Syria’s sacked rebel chief General Selim Idriss on Wednesday rejected his dismissal by opposition leaders and said the Free Syrian Army’s whole chain of command needed a “total restructuring.”
Speaking in a video statement flanked by several top field commanders of the FSA’s Supreme Military Council, the sacked rebel chief said: “We… have been asked to start working on a total restructuring of the SMC.”
Idriss lashed out at the opposition’s defence minister, Assaad Mustafa, who reportedly backed his replacement on Sunday by Brigadier General Abdel Ilah al-Bashir.
He described Mustafa’s decisions as “improvised and individual.”
With the alleged backing of Mustafa and opposition chief Ahmad Jarba, the FSA’s larger Higher Military Council had on Sunday replaced Idriss, citing the “difficulties faced by the Syrian revolution” in its battle with the regime.
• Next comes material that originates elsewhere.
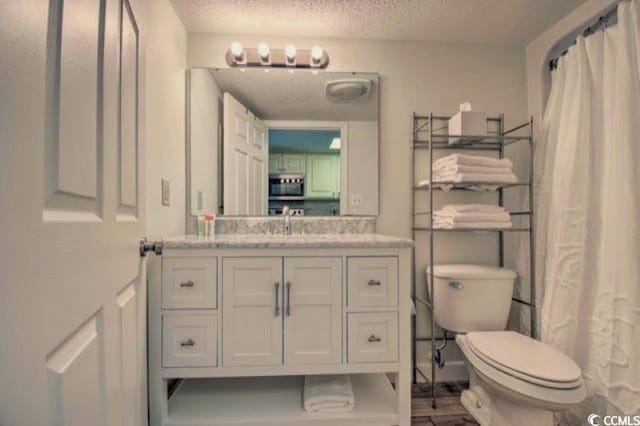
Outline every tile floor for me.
[411,383,478,426]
But several rebel leaders criticised the move, with some branding it an undemocratic “coup”.
“We consider the removal of… Idriss an invalid, illegitimate decision,” said a statement issued by all five top field commanders of the SMC, which Idriss had led from December 2012.
They vowed to continue fighting President Bashar al-Assad’s regime “under the leadership” of Idriss who was “elected democratically”.
Idriss had been voted in by military councils on the ground.
Speaking to AFP on condition of anonymity, a well-connected rebel in Syria said Idriss’s removal was decided in a “secret meeting” of the Higher Military Council, which many key rebels have abandoned in recent months.
“Regardless of Idriss’s shortcomings, this is a military coup,” said the rebel.
“The main problem is: why weren’t all the military councils called in to vote?”
Idriss had long faced criticism by rebels on the ground for failing to secure more weapons from foreign backers.
But an FSA source told AFP that it was not Idriss’s fault that foreign governments had chosen to channel the bulk of their support directly to rebel units on the ground rather than through him.
“General Selim Idriss did everything he could to strengthen the (FSA),” the source said, asking not to be identified.
“The Supreme Military Council has in the past year received only $3 million in assistance,” the source added.
This was in addition to “some assistance from a Western country, which then stopped,” the source added, without naming the country.
Britain and the United States suspended their non-lethal aid to Idriss’s FSA in December after Islamist fighters seized its warehouses on the Syrian-Turkish border.
But activists on the ground scoffed at the uproar in the SMC over Idriss’s dismissal, describing the body as “irrelevant.”
“The SMC is very weak and represents nothing in comparison with the big groups fighting on the ground,” said Nazeer al-Khatib from Aleppo.